Myanmar's military junta and the envoy sent by its toppled civilian government have launched contradictory claims over who represents the country at the United Nations.
Ambassador Kyaw Moe Tun spectacularly broke with the junta before the General Assembly on Friday in an emotional plea for help to restore ousted civilian leader Aung San Suu Kyi.
The next day, the junta said the envoy had been sacked, but on Monday, Kyaw Moe Tun sent a letter to the president of the UN General Assembly to say that he still holds the post.
"The perpetrators of the unlawful coup...have no authority to countermand the legitimate authority of the president of my country," said the letter obtained by AFP news agency, referring to Suu Kyi.
"I wish therefore to confirm to you that I remain Myanmar's permanent representative to the United Nations," he added.
Two 'contradictory' letters
On Tuesday, Myanmar's foreign ministry sent a note verbale to the UN, also obtained by AFP, claiming Kyaw Moe Tun has been removed.
"The ministry of foreign affairs... has the honour to inform that the state administration council of the republic of the Union of Myanmar terminated the duties and responsibilities of ambassador Kyaw Moe Tun," the note said.

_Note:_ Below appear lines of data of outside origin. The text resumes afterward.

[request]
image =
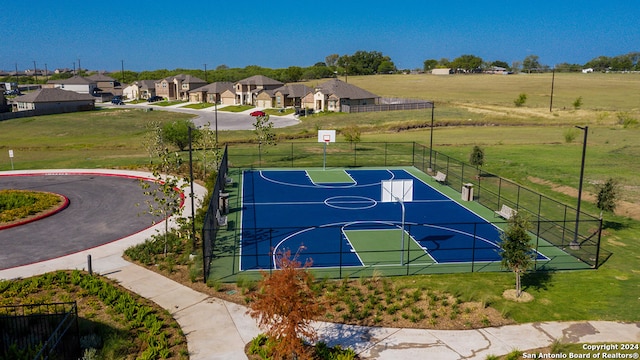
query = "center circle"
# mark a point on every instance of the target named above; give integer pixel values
(350, 202)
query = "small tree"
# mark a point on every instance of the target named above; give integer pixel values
(164, 195)
(153, 141)
(285, 306)
(477, 156)
(263, 128)
(516, 249)
(522, 98)
(177, 133)
(577, 103)
(608, 194)
(209, 152)
(351, 134)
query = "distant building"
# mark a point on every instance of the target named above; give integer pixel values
(53, 101)
(442, 71)
(142, 89)
(178, 87)
(76, 83)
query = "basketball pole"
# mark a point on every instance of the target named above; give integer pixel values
(324, 157)
(402, 229)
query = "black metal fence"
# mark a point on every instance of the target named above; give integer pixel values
(555, 224)
(42, 331)
(216, 210)
(561, 225)
(389, 104)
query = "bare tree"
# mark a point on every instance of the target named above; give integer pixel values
(286, 305)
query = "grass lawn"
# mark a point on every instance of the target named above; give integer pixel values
(524, 144)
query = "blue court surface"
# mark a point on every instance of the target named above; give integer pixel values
(347, 223)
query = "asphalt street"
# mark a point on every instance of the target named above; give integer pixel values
(101, 209)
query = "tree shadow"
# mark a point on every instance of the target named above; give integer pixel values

"At present, Tin Maung Naing, deputy permanent representative ambassador, has been assigned as the charge d'affaires ad interim of the permanent mission," the note added.
UN spokesman Stephane Dujarric told a press briefing that the body had received the two "contradictory" letters.

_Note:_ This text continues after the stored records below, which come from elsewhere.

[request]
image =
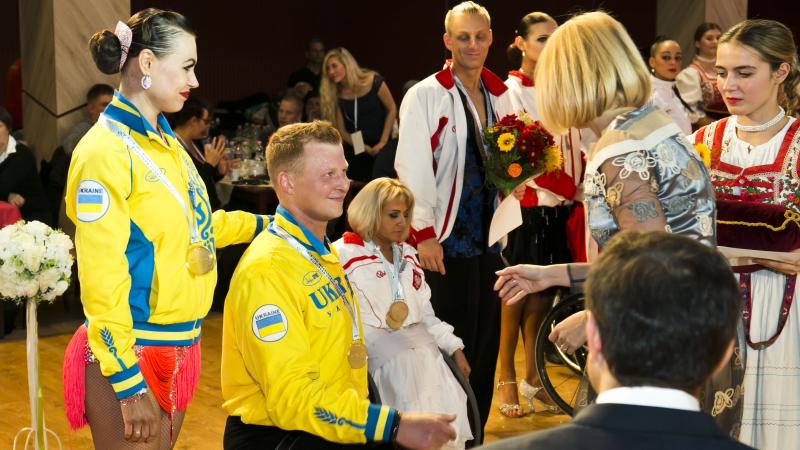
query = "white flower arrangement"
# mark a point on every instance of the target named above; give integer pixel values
(35, 262)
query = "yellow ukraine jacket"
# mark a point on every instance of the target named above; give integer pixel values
(285, 340)
(132, 238)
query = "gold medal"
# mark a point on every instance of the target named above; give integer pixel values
(398, 311)
(199, 260)
(393, 324)
(357, 355)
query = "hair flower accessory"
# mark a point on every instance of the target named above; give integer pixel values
(519, 149)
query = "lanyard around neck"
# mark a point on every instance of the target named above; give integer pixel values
(137, 150)
(291, 240)
(474, 110)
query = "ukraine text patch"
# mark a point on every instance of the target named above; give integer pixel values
(269, 323)
(92, 201)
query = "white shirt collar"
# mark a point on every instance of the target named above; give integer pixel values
(10, 148)
(650, 396)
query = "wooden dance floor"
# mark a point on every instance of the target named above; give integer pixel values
(205, 419)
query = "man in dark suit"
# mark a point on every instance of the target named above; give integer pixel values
(662, 319)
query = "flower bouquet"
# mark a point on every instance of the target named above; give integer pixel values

"We are taking a look at those letters, where they came from and what we will do," he said.
"Let's be honest here: We're in a very unique situation we have not seen in a long time. We are trying to sort through all the legal protocol and other implications," Dujarric said.

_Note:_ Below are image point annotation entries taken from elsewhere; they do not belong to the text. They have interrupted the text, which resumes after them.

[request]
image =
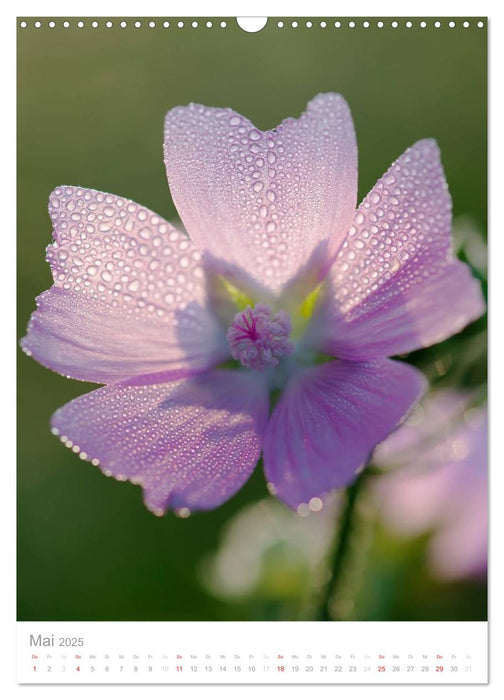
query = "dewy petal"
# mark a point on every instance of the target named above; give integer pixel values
(264, 200)
(328, 421)
(395, 285)
(190, 444)
(129, 294)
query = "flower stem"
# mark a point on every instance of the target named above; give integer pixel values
(342, 546)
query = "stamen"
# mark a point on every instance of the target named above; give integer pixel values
(258, 338)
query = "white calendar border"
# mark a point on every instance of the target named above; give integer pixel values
(257, 8)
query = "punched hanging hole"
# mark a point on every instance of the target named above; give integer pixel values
(251, 24)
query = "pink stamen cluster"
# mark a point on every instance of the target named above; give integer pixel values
(258, 338)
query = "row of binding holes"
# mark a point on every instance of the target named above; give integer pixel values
(366, 24)
(137, 24)
(280, 24)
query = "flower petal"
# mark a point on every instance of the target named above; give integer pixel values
(129, 295)
(190, 444)
(328, 421)
(396, 287)
(264, 200)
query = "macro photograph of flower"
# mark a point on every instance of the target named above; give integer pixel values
(252, 293)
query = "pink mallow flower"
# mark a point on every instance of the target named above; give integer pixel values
(281, 285)
(438, 482)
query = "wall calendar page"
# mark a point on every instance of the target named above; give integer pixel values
(252, 306)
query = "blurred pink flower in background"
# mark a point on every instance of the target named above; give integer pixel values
(438, 482)
(279, 271)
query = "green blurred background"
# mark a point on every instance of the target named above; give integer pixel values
(91, 104)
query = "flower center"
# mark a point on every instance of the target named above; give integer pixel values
(258, 338)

The rival claims to represent Myanmar will now likely have to be considered by a nine-member UN credentials committee that reports to the General Assembly, which will then make the final decision.
US to back civilian government
The United States backed Kyaw Moe Tun and hailed his "bravery," with a State Department spokesman saying "we understand that the permanent representative remains in his position."
"We will continue to oppose the military coup and we will continue to support the restoration of Burma's democratically elected civilian government," the US spokesman said.
US envoy to the UN Linda Thomas-Greenfield also met virtually with Kyaw Moe Tun on Tuesday to express her support.
UN accreditation and protocol committees will look into the issue and then refer it to the General Assembly.
Dujarric said that the UN envoy to Myanmar, Christine Schraner Burgener, who is currently in Switzerland, "continues her conversations with various parties regarding the current situation."
On Friday, Burgener said that "it is important the international community does not lend legitimacy or recognition to this regime," and called for the international community to press for a return to democracy.